In [5]:
import pandas as pd
import numpy as np

## Import data
In this notebook I import the data from the website and do some preparation before pickling two versions, one big--600,000 cases, one small--10,000. Both are just the combined text and the positive or negative value of the review.

In [6]:
# url = 'https://www.kaggle.com/snap/amazon-fine-food-reviews/downloads/amazon-fine-food-reviews.zip/2'
df = pd.read_csv('data/amazon-fine-food-reviews/Reviews.csv')

In [7]:
df.head(3)

Unnamed: 0,Id,ProductId,UserId,ProfileName,HelpfulnessNumerator,HelpfulnessDenominator,Score,Time,Summary,Text
0,1,B001E4KFG0,A3SGXH7AUHU8GW,delmartian,1,1,5,1303862400,Good Quality Dog Food,I have bought several of the Vitality canned d...
1,2,B00813GRG4,A1D87F6ZCVE5NK,dll pa,0,0,1,1346976000,Not as Advertised,Product arrived labeled as Jumbo Salted Peanut...
2,3,B000LQOCH0,ABXLMWJIXXAIN,"Natalia Corres ""Natalia Corres""",1,1,4,1219017600,"""Delight"" says it all",This is a confection that has been around a fe...


Here I combine all the test into one variable.

In [8]:
df["text_all"] = df.Summary.str.cat(df.Text, sep = ' . ')

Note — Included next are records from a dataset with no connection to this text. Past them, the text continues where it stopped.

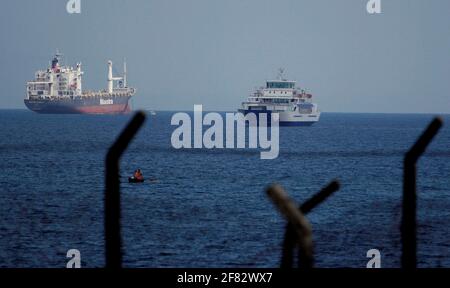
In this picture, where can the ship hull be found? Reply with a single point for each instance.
(80, 105)
(287, 118)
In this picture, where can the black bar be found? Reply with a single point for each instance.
(408, 226)
(113, 242)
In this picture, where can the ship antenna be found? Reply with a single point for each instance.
(125, 72)
(280, 73)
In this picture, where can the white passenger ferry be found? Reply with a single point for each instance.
(293, 104)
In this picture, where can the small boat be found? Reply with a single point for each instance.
(135, 180)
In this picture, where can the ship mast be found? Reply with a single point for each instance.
(125, 73)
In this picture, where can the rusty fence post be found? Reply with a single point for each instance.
(289, 236)
(300, 225)
(408, 225)
(113, 241)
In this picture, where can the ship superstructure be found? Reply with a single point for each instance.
(294, 105)
(58, 89)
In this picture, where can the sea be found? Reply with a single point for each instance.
(208, 207)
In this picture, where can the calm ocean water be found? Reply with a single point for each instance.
(208, 208)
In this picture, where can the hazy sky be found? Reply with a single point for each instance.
(214, 53)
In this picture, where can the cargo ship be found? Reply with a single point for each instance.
(293, 104)
(58, 90)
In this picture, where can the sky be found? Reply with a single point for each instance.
(215, 52)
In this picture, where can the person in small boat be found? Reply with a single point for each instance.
(138, 174)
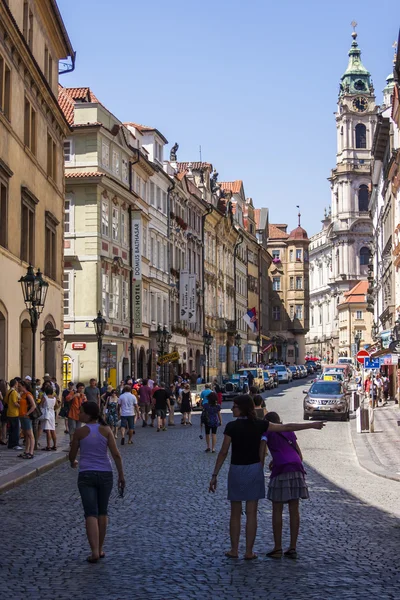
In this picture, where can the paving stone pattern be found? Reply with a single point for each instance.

Confirm that they are, in fact, strings.

In [9]:
type(df.text_all[0])

str

Get rid of all the variables that we will not be using in the analysis under any circumstances. I might use the Summary variable and the hulpfulness numerator and the denominator variables. Everything else I am going to drop. 

In [10]:
df = df.drop(['Text', 'Id', 'ProductId', 'UserId', 'ProfileName', 'Time'], axis=1)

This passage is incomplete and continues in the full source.